About 3,000 people were battling the Kincade fire, the worst of more than a dozen major blazes that have damaged or destroyed nearly 400 structures and prompted governor Gavin Newsom to declare a statewide emergency.
“All hands are focusing on the Kincade,” Newsom told reporters after meeting residents at an evacuation centre in the Sonoma County city of Petaluma, calling the blaze “the most stubborn challenge we face”.
Investigators have not yet said what they believed caused the blaze, though it ignited near a broken wire on a Pacific Gas & Electric transmission tower.
High wind forecasts prompted utility Pacific Gas & Electric to shut off power to about 940,000 customers in 43 counties on Saturday night to guard against the risk of touching off wildfires.
But the company expects to issue a weather “all clear” for safety inspections and restoration work to begin early on Monday morning for Northern Sierras and North Coast, the company announced early on Monday.

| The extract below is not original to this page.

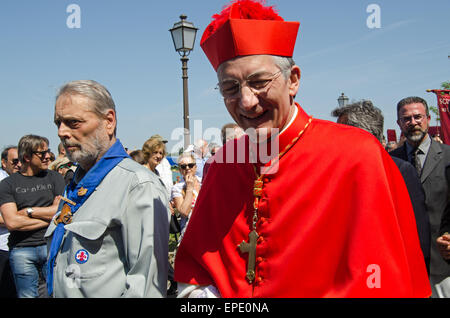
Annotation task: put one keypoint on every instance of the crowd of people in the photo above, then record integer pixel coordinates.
(288, 206)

The governor has been sharply critical of Pacific Gas & Electric, saying corporate greed and mismanagement kept it from upgrading its infrastructure while wildfire hazards have steadily worsened over the past decade. Pacific Gas & Electric, which filed for bankruptcy in January citing billions of dollars in civil liabilities from deadly wildfires sparked by its equipment in 2017 and 2018, says it has since remedied problems experienced with its website and customer call centre.
Newsom said crews had largely “gotten their arms around” the Tick fire near the city of Santa Clarita, about 56km north of downtown Los Angeles, which has charred 1,868ha and destroyed 22 structures since Thursday.
Most of the more than 40,000 residents ordered to evacuate were allowed to return home by Saturday afternoon, the county fire department said.